A son machiavélisme, dont il a tiré peu de profit, Napoléon III joignait une sorte de romantisme politique qui l’a fait tomber dans plus d’un piège. La politique romantique conduit fatalement aux déceptions. Elle aime les coups de théâtre et sacrifie souvent la pièce au décor ; tout lui semble possible, elle prête aux choses une souplesse, une promptitude d’obéissance qu’elles n’ont que dans les rêves ; emportée par son goût pour les improvisations brillantes et hâtives, elle néglige de préparer ses entreprises ; elle oublie que le monde appartient aux habiles, et, comme le dit le proverbe italien, aux inquiets, toujours attentifs, à ceux qui, dormant peu, sont tout entiers à leur affaire : il mondo è de’ solleciti.

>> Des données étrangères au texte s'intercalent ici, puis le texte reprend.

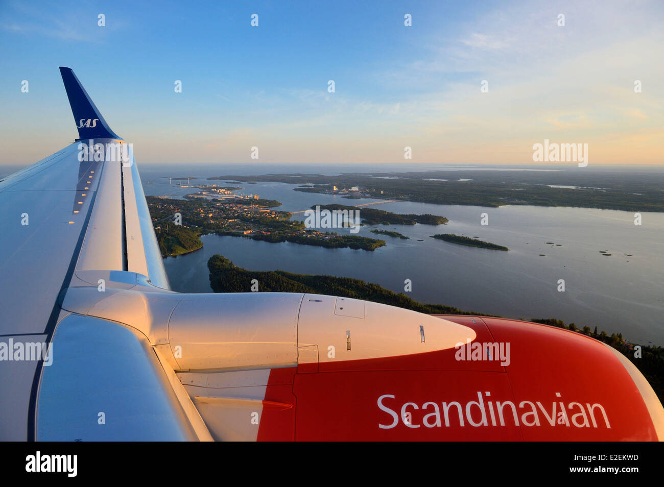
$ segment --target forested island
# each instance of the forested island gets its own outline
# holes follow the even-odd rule
[[[315,209],[312,206],[312,209]],[[321,210],[355,210],[359,212],[362,222],[367,225],[414,225],[416,223],[424,225],[442,225],[448,220],[444,216],[431,215],[401,214],[386,212],[384,210],[367,208],[366,206],[347,206],[343,204],[320,205]]]
[[[410,238],[410,237],[406,237],[405,235],[400,234],[398,232],[390,232],[390,230],[380,230],[376,229],[374,230],[371,230],[372,234],[380,234],[380,235],[386,235],[388,237],[394,237],[396,238],[402,238],[404,240]]]
[[[145,199],[162,257],[202,247],[199,237],[207,234],[369,251],[386,245],[378,239],[305,228],[303,222],[290,220],[288,212],[270,209],[281,206],[275,200],[174,200],[159,196]],[[180,215],[180,221],[176,222],[176,214]]]
[[[210,285],[215,293],[249,292],[252,279],[256,279],[260,292],[309,293],[340,296],[365,299],[431,314],[497,316],[464,311],[445,305],[419,303],[403,293],[396,293],[377,284],[360,279],[295,274],[284,271],[248,271],[234,265],[230,260],[218,254],[210,257],[208,269],[210,271]],[[664,402],[664,348],[641,346],[642,356],[635,358],[633,346],[626,342],[620,333],[608,335],[604,331],[598,332],[596,326],[594,331],[591,331],[589,326],[579,328],[574,323],[565,324],[563,321],[555,318],[533,318],[531,321],[582,333],[612,346],[641,371],[659,400]]]
[[[438,234],[430,236],[432,238],[437,238],[439,240],[444,240],[452,244],[458,244],[459,245],[468,245],[469,247],[479,247],[480,248],[491,249],[491,250],[509,250],[507,247],[491,244],[490,242],[483,242],[476,238],[463,237],[460,235],[454,235],[454,234]]]
[[[168,225],[155,228],[155,234],[162,257],[189,253],[203,246],[201,231],[197,228]]]

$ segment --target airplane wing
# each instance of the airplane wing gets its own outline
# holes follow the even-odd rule
[[[664,439],[635,367],[572,332],[171,291],[131,143],[60,72],[78,138],[0,180],[0,439]]]

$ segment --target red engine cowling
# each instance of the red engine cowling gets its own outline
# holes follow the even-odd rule
[[[664,439],[652,388],[601,342],[515,320],[440,317],[476,337],[446,350],[272,370],[258,439]]]

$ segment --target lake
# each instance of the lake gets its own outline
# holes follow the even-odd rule
[[[181,196],[197,190],[169,186],[167,180],[165,184],[146,184],[149,178],[145,173],[141,171],[146,194]],[[197,182],[210,183],[205,180]],[[226,185],[224,181],[214,182]],[[357,205],[377,201],[296,192],[292,188],[297,184],[280,182],[241,186],[244,189],[239,192],[278,200],[283,203],[278,209],[286,211],[332,202]],[[579,327],[596,326],[610,334],[622,332],[634,343],[664,344],[661,320],[664,314],[664,257],[661,251],[664,214],[643,212],[643,224],[638,226],[634,225],[633,213],[610,210],[521,206],[489,208],[411,202],[382,203],[371,208],[395,213],[430,213],[445,216],[450,222],[438,226],[362,227],[358,235],[387,242],[373,252],[205,236],[202,249],[166,259],[166,270],[174,290],[195,293],[210,292],[207,264],[215,253],[248,269],[354,277],[395,292],[402,292],[404,280],[410,279],[412,291],[408,295],[416,301],[511,318],[557,318]],[[488,226],[480,224],[483,213],[488,215]],[[293,215],[293,218],[302,220],[304,214]],[[410,238],[404,240],[369,232],[376,228]],[[465,247],[430,237],[442,233],[479,237],[510,251]],[[604,256],[600,251],[611,255]],[[558,291],[559,279],[564,280],[564,292]]]

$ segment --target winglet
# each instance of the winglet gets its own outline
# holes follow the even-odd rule
[[[106,123],[71,68],[60,66],[60,74],[62,75],[62,82],[64,83],[64,89],[67,92],[76,128],[78,129],[78,139],[76,140],[120,139]]]

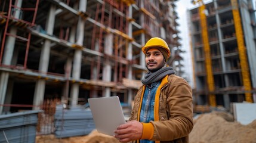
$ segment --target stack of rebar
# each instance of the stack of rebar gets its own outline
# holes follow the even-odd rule
[[[57,106],[54,118],[58,138],[88,135],[95,129],[91,110],[81,107],[66,110]]]

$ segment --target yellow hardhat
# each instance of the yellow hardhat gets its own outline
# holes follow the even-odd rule
[[[159,49],[159,51],[163,54],[165,60],[167,61],[168,58],[170,56],[171,52],[168,47],[168,45],[164,40],[158,37],[152,38],[147,42],[145,46],[141,48],[141,50],[144,52],[144,54],[146,54],[146,52],[147,51],[147,50],[149,50],[150,48],[153,47],[161,48],[161,49]],[[161,49],[164,50],[163,51]],[[164,51],[165,52],[164,52]]]

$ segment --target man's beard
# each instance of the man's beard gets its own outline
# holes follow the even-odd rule
[[[149,69],[149,68],[148,68],[148,66],[147,66],[147,66],[146,66],[146,67],[147,67],[147,69],[149,72],[152,72],[152,73],[154,73],[154,72],[156,72],[156,71],[158,71],[158,70],[160,70],[161,69],[162,69],[162,67],[163,67],[165,66],[165,61],[164,61],[164,60],[163,60],[163,62],[162,62],[162,64],[159,64],[158,67],[156,67],[156,68],[155,68],[155,69]]]

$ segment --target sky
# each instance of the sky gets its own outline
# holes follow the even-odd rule
[[[186,52],[181,54],[184,58],[184,66],[185,70],[184,76],[187,77],[188,82],[190,86],[193,88],[193,64],[192,61],[192,54],[190,51],[189,26],[187,23],[187,10],[196,7],[193,5],[190,0],[179,0],[176,2],[176,11],[179,18],[177,23],[180,24],[178,29],[180,31],[179,36],[181,38],[181,49]]]

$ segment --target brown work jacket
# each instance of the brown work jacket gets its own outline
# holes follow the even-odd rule
[[[138,120],[145,89],[145,85],[141,86],[136,94],[129,120]],[[155,95],[155,120],[150,121],[153,135],[149,139],[188,143],[193,126],[192,102],[191,87],[183,78],[174,74],[163,78]]]

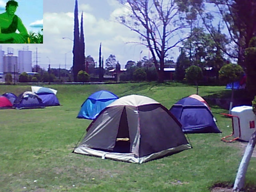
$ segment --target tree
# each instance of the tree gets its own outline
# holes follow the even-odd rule
[[[135,63],[135,61],[130,60],[126,62],[126,64],[125,65],[124,68],[126,69],[128,69],[131,67],[132,67],[135,66],[135,65],[136,63]]]
[[[115,68],[115,65],[117,64],[117,61],[116,59],[115,56],[113,54],[110,54],[106,60],[106,68],[107,70],[110,70]]]
[[[245,61],[247,64],[246,89],[250,95],[256,95],[256,37],[252,38],[249,47],[245,50]]]
[[[6,84],[10,85],[13,81],[13,77],[10,73],[7,73],[4,77],[4,81]]]
[[[90,68],[93,68],[95,67],[95,62],[94,61],[94,59],[91,55],[88,55],[85,57],[85,63],[86,62],[88,62],[88,67]]]
[[[20,74],[18,76],[19,82],[27,82],[28,80],[28,75],[26,72],[23,72]]]
[[[118,22],[139,34],[140,42],[131,43],[149,49],[158,80],[163,82],[164,60],[168,51],[187,37],[183,31],[188,27],[184,21],[185,16],[179,11],[176,3],[179,0],[119,1],[127,9],[122,15],[116,17]],[[180,38],[178,40],[173,38],[178,34]]]
[[[102,81],[103,80],[103,57],[102,60],[101,60],[101,43],[99,51],[99,79],[100,81]]]
[[[145,81],[146,78],[146,73],[143,68],[138,68],[133,73],[133,78],[135,81]]]
[[[80,82],[88,82],[90,81],[90,76],[85,71],[80,71],[77,74],[77,81]]]
[[[196,94],[198,94],[198,81],[203,78],[203,72],[199,67],[192,65],[186,70],[186,78],[189,81],[194,82],[196,85]]]
[[[219,71],[220,80],[226,83],[232,83],[231,100],[229,105],[229,114],[231,114],[234,98],[234,82],[239,80],[244,73],[241,66],[235,64],[223,65]]]
[[[256,96],[252,101],[253,111],[256,115]],[[256,144],[256,130],[252,135],[245,149],[243,158],[239,166],[233,187],[233,191],[240,191],[243,187],[245,181],[245,175],[247,171],[252,155]]]
[[[181,53],[176,62],[175,70],[175,78],[181,81],[185,77],[185,70],[189,66],[189,60],[186,54],[184,49],[181,49]]]
[[[77,0],[75,1],[74,11],[74,44],[73,46],[73,74],[74,80],[77,81],[77,76],[79,71],[80,57],[80,41],[79,38],[79,28],[78,20],[78,7]]]
[[[84,44],[84,27],[83,24],[83,12],[82,12],[82,15],[81,16],[81,24],[80,25],[81,32],[80,33],[80,52],[81,53],[80,61],[81,62],[79,65],[79,67],[78,70],[85,70],[85,46]]]

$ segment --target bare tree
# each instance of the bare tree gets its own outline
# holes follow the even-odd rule
[[[129,43],[144,45],[149,49],[159,81],[163,82],[168,51],[188,37],[184,30],[189,28],[189,25],[176,3],[178,1],[118,0],[126,9],[116,17],[117,20],[139,35],[140,42]]]

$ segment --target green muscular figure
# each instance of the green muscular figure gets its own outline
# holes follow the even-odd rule
[[[6,11],[0,14],[0,43],[24,43],[28,34],[21,20],[14,14],[18,3],[13,0],[6,3]],[[15,33],[16,30],[19,33]]]

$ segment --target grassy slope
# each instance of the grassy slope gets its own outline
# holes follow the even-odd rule
[[[47,87],[58,90],[63,106],[0,110],[1,191],[203,192],[218,182],[233,182],[242,152],[239,142],[220,141],[230,134],[232,125],[230,119],[219,115],[226,110],[217,106],[211,107],[222,133],[189,135],[193,148],[172,156],[138,165],[71,153],[91,122],[76,116],[95,91],[107,90],[119,97],[144,95],[169,109],[195,94],[195,87],[154,82]],[[221,92],[224,88],[201,86],[199,94]],[[0,85],[0,94],[30,90],[29,86]],[[246,175],[247,182],[255,185],[255,159]]]

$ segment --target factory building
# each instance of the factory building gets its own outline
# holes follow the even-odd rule
[[[23,48],[18,51],[18,56],[14,55],[13,48],[8,47],[7,54],[1,50],[0,46],[0,82],[4,81],[5,75],[10,73],[15,81],[18,79],[18,75],[21,73],[32,72],[32,51],[28,47]]]

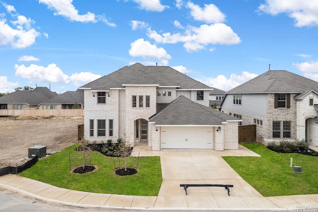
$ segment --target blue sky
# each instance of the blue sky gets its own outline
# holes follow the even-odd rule
[[[76,90],[169,66],[228,91],[269,69],[318,80],[316,0],[0,0],[0,92]]]

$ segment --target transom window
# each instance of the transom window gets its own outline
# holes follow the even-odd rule
[[[242,94],[233,95],[233,104],[235,105],[242,104]]]
[[[106,92],[97,92],[97,104],[106,103]]]
[[[197,100],[204,100],[204,91],[203,90],[197,91]]]

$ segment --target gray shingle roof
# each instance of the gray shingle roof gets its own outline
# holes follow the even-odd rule
[[[27,104],[28,105],[38,105],[41,103],[58,96],[46,87],[38,87],[32,91],[17,90],[0,97],[1,103]]]
[[[240,119],[180,96],[149,119],[156,125],[221,126],[222,122]]]
[[[318,91],[318,82],[287,71],[269,71],[227,93],[307,92]]]
[[[158,84],[162,86],[179,86],[179,89],[211,89],[168,66],[145,66],[136,63],[125,66],[80,87],[92,90],[109,90],[121,88],[123,84]]]
[[[213,90],[210,91],[210,95],[225,95],[225,91],[224,90],[215,87],[212,87],[211,88],[213,88]]]
[[[78,104],[84,105],[84,91],[78,89],[76,91],[67,91],[49,99],[44,104]]]

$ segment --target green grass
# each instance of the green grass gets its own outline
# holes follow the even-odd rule
[[[158,196],[162,182],[159,157],[140,157],[138,173],[123,176],[114,174],[112,157],[93,151],[91,163],[98,166],[98,169],[91,173],[74,174],[70,171],[70,163],[72,167],[82,163],[82,152],[74,150],[79,145],[74,144],[40,159],[20,175],[73,190],[126,195]],[[127,166],[136,168],[138,159],[138,157],[128,157]],[[115,158],[114,160],[115,167],[118,167],[119,158]],[[123,166],[124,159],[120,158],[120,162],[121,166]]]
[[[298,153],[280,153],[259,143],[242,145],[261,157],[223,158],[248,183],[265,197],[318,194],[318,157]],[[303,174],[293,172],[293,165]]]

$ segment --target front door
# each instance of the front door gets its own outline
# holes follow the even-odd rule
[[[148,141],[148,121],[145,119],[141,120],[141,141]]]

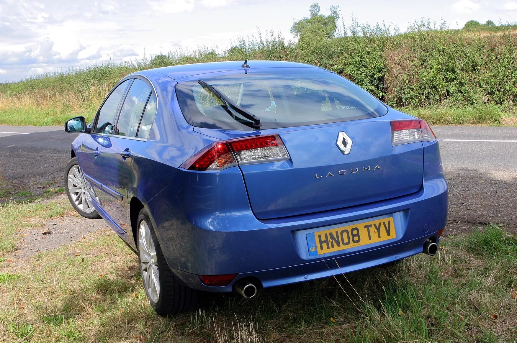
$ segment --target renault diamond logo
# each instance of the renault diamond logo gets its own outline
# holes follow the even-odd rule
[[[336,145],[341,150],[343,155],[347,155],[350,153],[350,149],[352,148],[352,140],[342,131],[338,135],[338,141],[336,142]]]

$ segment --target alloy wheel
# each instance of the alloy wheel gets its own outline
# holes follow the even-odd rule
[[[72,201],[78,208],[86,213],[91,213],[95,211],[79,164],[72,166],[68,170],[67,182]]]
[[[160,274],[156,248],[149,226],[145,220],[140,222],[138,230],[138,253],[144,287],[149,300],[157,304],[160,299]]]

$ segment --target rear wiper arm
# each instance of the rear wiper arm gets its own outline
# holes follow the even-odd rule
[[[221,106],[223,108],[229,112],[229,113],[232,115],[232,118],[235,118],[233,115],[232,115],[231,112],[229,112],[230,110],[228,109],[228,107],[230,106],[236,112],[242,116],[249,120],[253,121],[253,127],[255,128],[258,129],[262,125],[260,122],[260,118],[256,116],[253,115],[246,110],[242,108],[240,106],[232,101],[228,97],[226,96],[224,93],[221,91],[216,89],[211,85],[205,82],[203,80],[197,80],[197,83],[199,83],[201,87],[204,88],[206,88],[210,91],[211,93],[214,94],[217,99],[219,99],[219,101],[223,103]]]

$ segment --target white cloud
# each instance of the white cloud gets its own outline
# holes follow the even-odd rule
[[[205,7],[222,7],[230,5],[233,0],[201,0],[201,4]]]
[[[194,0],[148,0],[151,11],[178,13],[194,9]]]
[[[517,10],[517,3],[512,2],[505,4],[504,9],[507,11]]]
[[[479,9],[479,4],[470,0],[460,0],[451,6],[456,13],[461,14],[469,14],[474,11]]]
[[[36,15],[36,18],[29,19],[27,18],[27,21],[33,22],[33,23],[42,23],[45,21],[45,19],[49,18],[49,15],[45,13],[44,12],[42,12],[41,13],[38,13]]]

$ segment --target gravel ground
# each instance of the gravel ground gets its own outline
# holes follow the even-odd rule
[[[68,201],[66,195],[53,197],[52,200],[63,199]],[[42,227],[28,228],[17,232],[20,243],[12,257],[23,259],[40,252],[56,249],[77,241],[90,239],[90,235],[94,233],[96,236],[102,231],[111,231],[104,220],[87,219],[71,211],[70,213],[72,214],[47,221]],[[113,235],[116,236],[114,233]]]
[[[506,225],[517,233],[517,174],[475,169],[448,169],[449,234],[486,224]]]

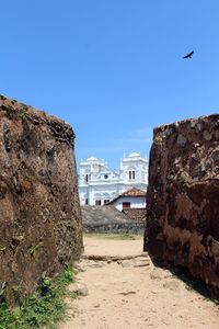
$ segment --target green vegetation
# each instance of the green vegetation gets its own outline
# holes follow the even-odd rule
[[[142,239],[142,235],[129,235],[129,234],[122,234],[122,235],[111,235],[111,234],[85,234],[85,237],[95,237],[99,239],[110,239],[110,240],[138,240]]]
[[[216,305],[219,305],[219,300],[210,296],[210,292],[206,283],[200,279],[194,277],[187,269],[178,266],[177,271],[175,272],[174,270],[172,270],[172,273],[174,276],[176,276],[185,283],[185,287],[187,291],[198,293],[203,295],[207,300],[211,300]]]
[[[26,120],[26,116],[25,116],[25,114],[23,112],[20,113],[20,116],[21,116],[22,120]]]
[[[28,300],[20,300],[20,307],[10,309],[1,296],[0,329],[56,328],[57,321],[67,318],[65,296],[69,283],[74,282],[72,266],[66,265],[64,273],[53,283],[50,277],[41,275],[37,292]],[[1,287],[2,295],[5,284]],[[72,298],[77,294],[70,295]]]

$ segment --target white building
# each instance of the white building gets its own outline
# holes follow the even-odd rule
[[[131,188],[146,191],[147,185],[148,160],[137,152],[123,157],[119,172],[95,157],[80,162],[79,196],[82,205],[102,205]]]
[[[128,209],[145,209],[146,208],[146,191],[132,188],[128,191],[120,193],[118,196],[110,201],[119,212]]]

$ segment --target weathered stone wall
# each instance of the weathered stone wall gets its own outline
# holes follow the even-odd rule
[[[124,209],[124,214],[126,214],[130,220],[135,222],[146,222],[146,208],[130,208]]]
[[[116,235],[143,235],[145,223],[83,223],[83,231],[87,234],[116,234]]]
[[[145,249],[219,297],[218,114],[154,129],[147,195]]]
[[[74,133],[0,95],[0,287],[14,303],[82,249]]]

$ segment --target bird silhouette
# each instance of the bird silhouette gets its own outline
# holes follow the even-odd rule
[[[192,58],[193,54],[194,54],[194,50],[191,52],[188,55],[184,56],[183,58]]]

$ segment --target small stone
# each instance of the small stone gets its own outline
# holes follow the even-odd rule
[[[126,292],[120,292],[118,293],[119,295],[123,295],[123,296],[127,296],[127,295],[132,295],[132,294],[136,294],[135,291],[126,291]]]
[[[101,268],[104,268],[105,264],[104,263],[101,263],[101,264],[91,264],[91,265],[87,265],[89,268],[92,268],[92,269],[101,269]]]
[[[93,305],[94,307],[100,307],[101,305],[100,304],[95,304],[95,305]]]
[[[163,287],[169,288],[174,292],[178,292],[181,290],[182,285],[177,281],[166,281],[163,283]]]
[[[71,293],[78,293],[80,296],[88,296],[88,287],[82,283],[73,283],[69,285],[69,291]]]
[[[134,268],[143,268],[143,266],[149,266],[149,262],[142,261],[134,265]]]

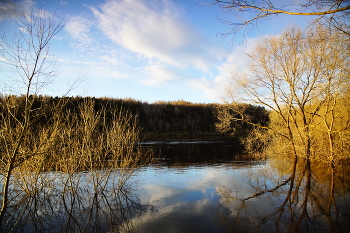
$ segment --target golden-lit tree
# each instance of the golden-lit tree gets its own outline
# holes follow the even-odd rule
[[[264,151],[270,156],[287,154],[331,164],[348,159],[348,47],[345,36],[323,27],[291,28],[262,40],[247,54],[249,70],[233,80],[246,101],[270,111],[270,124],[251,122],[228,104],[219,109],[217,126],[234,121],[253,125],[259,132],[252,136],[268,145]]]
[[[257,27],[261,21],[278,15],[314,16],[313,22],[318,22],[350,35],[348,20],[350,6],[348,0],[307,0],[307,1],[244,1],[244,0],[213,0],[223,11],[236,16],[236,21],[225,23],[232,26],[230,33],[248,30],[250,26]]]
[[[10,93],[24,91],[0,98],[0,231],[107,231],[103,225],[120,232],[135,201],[126,181],[151,158],[137,144],[136,117],[106,106],[96,110],[93,100],[74,112],[69,98],[38,102],[36,94],[56,78],[49,45],[63,24],[39,9],[19,26],[1,50],[14,84],[24,87],[12,86]]]

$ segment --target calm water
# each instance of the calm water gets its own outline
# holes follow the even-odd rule
[[[136,232],[349,232],[349,176],[293,161],[239,161],[220,138],[148,140],[161,159],[134,174]],[[295,165],[295,166],[294,166]],[[310,170],[310,171],[308,171]]]
[[[0,231],[350,232],[349,167],[243,161],[242,148],[223,137],[142,146],[159,158],[126,183],[119,181],[128,169],[47,172],[27,186],[14,183],[18,204]]]

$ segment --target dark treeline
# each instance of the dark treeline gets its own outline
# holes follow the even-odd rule
[[[25,96],[2,96],[1,101],[5,98],[12,98],[13,106],[17,106],[18,113],[24,109]],[[45,114],[37,119],[36,124],[45,124],[50,120],[53,112],[53,106],[58,102],[64,102],[62,111],[67,114],[75,113],[78,106],[81,106],[86,100],[95,102],[95,110],[106,108],[107,112],[116,109],[124,109],[130,111],[138,117],[139,126],[142,128],[143,134],[215,134],[216,109],[218,104],[198,104],[183,100],[179,101],[157,101],[155,103],[142,102],[128,99],[113,98],[94,98],[94,97],[50,97],[50,96],[31,96],[33,100],[32,111],[36,109],[44,110]],[[241,104],[246,105],[246,104]],[[247,113],[256,121],[268,121],[267,112],[264,108],[246,105]],[[109,116],[106,115],[106,119]],[[241,134],[246,134],[250,127],[243,125]]]

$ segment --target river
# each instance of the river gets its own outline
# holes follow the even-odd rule
[[[146,140],[161,158],[134,174],[135,232],[349,232],[348,170],[242,161],[227,138]]]
[[[0,231],[350,232],[348,166],[251,161],[226,137],[146,138],[141,146],[156,159],[134,172],[22,176]]]

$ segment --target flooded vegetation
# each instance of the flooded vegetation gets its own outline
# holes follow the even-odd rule
[[[347,232],[349,167],[247,161],[227,137],[145,139],[152,163],[15,182],[6,232]],[[26,181],[26,182],[25,182]],[[27,187],[30,193],[21,192]],[[17,192],[16,192],[17,190]],[[34,192],[36,190],[36,192]],[[17,194],[16,196],[14,194]],[[30,195],[28,195],[30,194]]]

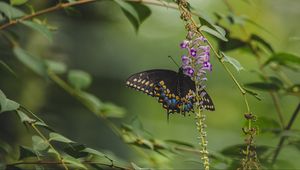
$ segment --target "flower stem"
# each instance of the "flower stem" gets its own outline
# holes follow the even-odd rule
[[[199,132],[200,136],[200,153],[201,153],[201,159],[203,161],[203,166],[205,170],[209,170],[209,152],[207,150],[207,138],[206,138],[206,132],[205,132],[205,115],[201,112],[201,108],[199,107],[198,112],[196,113],[196,125],[197,130]]]

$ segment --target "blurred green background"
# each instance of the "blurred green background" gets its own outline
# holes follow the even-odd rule
[[[270,33],[258,27],[246,24],[249,32],[266,38],[276,51],[300,54],[300,2],[298,0],[263,0],[247,3],[240,0],[228,0],[236,13],[245,15],[262,25]],[[43,9],[53,2],[31,1]],[[226,14],[228,9],[223,1],[191,1],[196,11],[213,18],[213,12]],[[167,122],[166,112],[157,101],[147,95],[125,87],[124,81],[133,73],[164,68],[177,70],[177,66],[168,59],[172,56],[180,63],[184,53],[179,43],[186,32],[184,23],[179,19],[179,12],[166,7],[148,5],[151,16],[141,25],[136,33],[124,16],[119,6],[111,1],[91,3],[76,7],[77,15],[68,15],[57,11],[45,15],[48,23],[57,27],[54,41],[49,43],[45,37],[23,26],[14,27],[19,33],[22,46],[37,56],[65,62],[70,69],[81,69],[93,77],[89,92],[104,102],[112,102],[126,109],[123,119],[115,119],[117,124],[129,123],[138,117],[144,128],[159,139],[175,139],[197,145],[197,130],[194,115],[183,117],[171,115]],[[232,28],[234,36],[243,32],[238,27]],[[214,39],[210,37],[214,42]],[[104,125],[101,119],[86,110],[74,98],[53,83],[44,80],[24,67],[12,55],[5,41],[1,40],[0,58],[16,71],[17,77],[0,71],[0,89],[6,95],[19,101],[43,118],[61,134],[86,144],[92,148],[111,151],[120,158],[143,165],[145,160],[124,144],[121,139]],[[236,77],[242,83],[259,80],[253,72],[258,70],[253,56],[245,51],[233,51],[230,56],[236,58],[245,68]],[[215,58],[212,58],[213,71],[208,74],[207,91],[216,106],[215,112],[207,114],[208,149],[217,152],[221,149],[243,143],[241,128],[245,123],[246,107],[238,89]],[[297,72],[285,70],[294,83],[300,83]],[[252,111],[260,116],[278,121],[276,111],[268,93],[260,92],[262,101],[249,97]],[[285,122],[299,102],[296,97],[280,99]],[[300,128],[296,120],[294,129]],[[0,115],[0,138],[12,143],[26,143],[26,129],[16,116]],[[275,147],[278,142],[272,134],[258,135],[256,143]],[[153,154],[149,152],[149,154]],[[299,151],[286,147],[279,159],[299,159]],[[239,159],[239,158],[237,158]],[[166,159],[158,156],[156,161],[164,162],[166,167],[198,167],[198,164],[185,161],[177,156]],[[290,162],[291,168],[300,167],[297,161]],[[150,164],[146,164],[150,165]]]

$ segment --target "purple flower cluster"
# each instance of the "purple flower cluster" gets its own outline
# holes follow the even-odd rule
[[[181,57],[183,73],[194,81],[205,81],[206,71],[212,71],[210,47],[206,42],[207,40],[203,36],[199,37],[195,33],[189,32],[187,39],[180,44],[182,49],[188,50],[188,54]]]

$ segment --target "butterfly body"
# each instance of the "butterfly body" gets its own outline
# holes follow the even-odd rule
[[[178,72],[164,69],[147,70],[130,76],[126,86],[156,97],[159,103],[169,113],[185,113],[193,111],[195,100],[195,82],[183,74],[182,68]],[[207,110],[214,110],[211,98],[205,90],[199,94],[202,98],[201,106]]]

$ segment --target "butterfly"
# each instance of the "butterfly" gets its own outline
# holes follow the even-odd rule
[[[194,111],[196,102],[195,82],[183,73],[164,69],[153,69],[131,75],[126,80],[126,86],[137,91],[156,97],[163,108],[170,113],[185,113]],[[215,106],[212,99],[205,90],[199,92],[201,96],[200,107],[214,111]]]

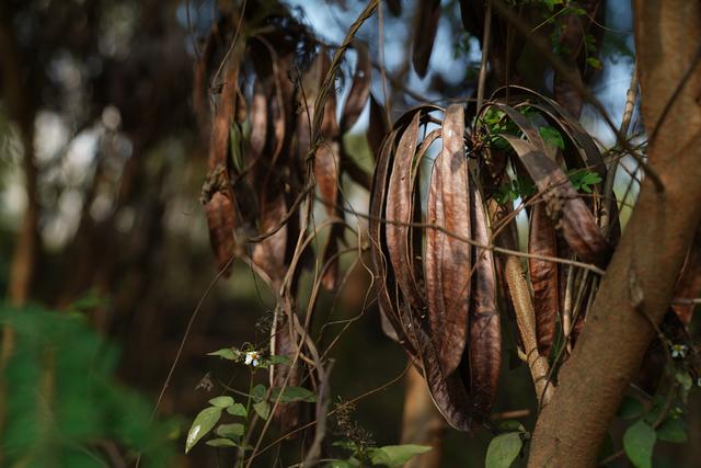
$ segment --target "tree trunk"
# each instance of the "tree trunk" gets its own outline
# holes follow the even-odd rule
[[[665,191],[643,181],[587,324],[536,425],[531,467],[595,466],[701,217],[701,3],[636,0],[635,43],[650,165]]]

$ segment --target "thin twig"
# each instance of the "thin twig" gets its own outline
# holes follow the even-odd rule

Il est difficile de dire si l’empereur a été plus desservi par ses qualités ou par ses défauts, s’il s’est nui davantage par d’astucieux projets, qu’il était incapable d’exécuter, ou par les entraînemens d’une sympathie inconsidérée qui lui a fait sacrifier plus d’une fois ses intérêts à ceux d’autrui. C’est ainsi qu’au lendemain de Sadowa, après l’amère déception que lui avait attirée sa politique allemande, il usait de ce qui lui restait d’influence pour protéger la Saxe humiliée et battue contre les convoitises du vainqueur, sans que la France eût rien à gagner dans cette affaire. Il est vrai que M. Vitzhum s’efforce d’atténuer, de rabaisser, de contester le service rendu par l’empereur au roi Jean, qui avait sollicité ses bons offices. M. de Beust s’en est expliqué tout autrement dans ses mémoires : il jugeait que l’intervention française avait sauvé la Saxe. « Avec quelque chaleur, écrivait-il, que du côté de l’Autriche on s’entremit en faveur de la monarchie saxonne, celui qui au jour des négociations-de Nikolsbourg a vu comme moi au Ballplatz les deux meneurs du ministère des affairés étrangères, et qui a connu le caractère et les dispositions des négociateurs, est en droit de douter que le cabinet de Vienne eût persisté dans son bon vouloir s’il n’avait eu la France derrière lui. » Il paraît qu’il en coûte beaucoup de reconnaître une dette contractée envers un souverain malheureux, et qu’il faut être deux fois gentilhomme pour ne pas battre le chien devant le lion.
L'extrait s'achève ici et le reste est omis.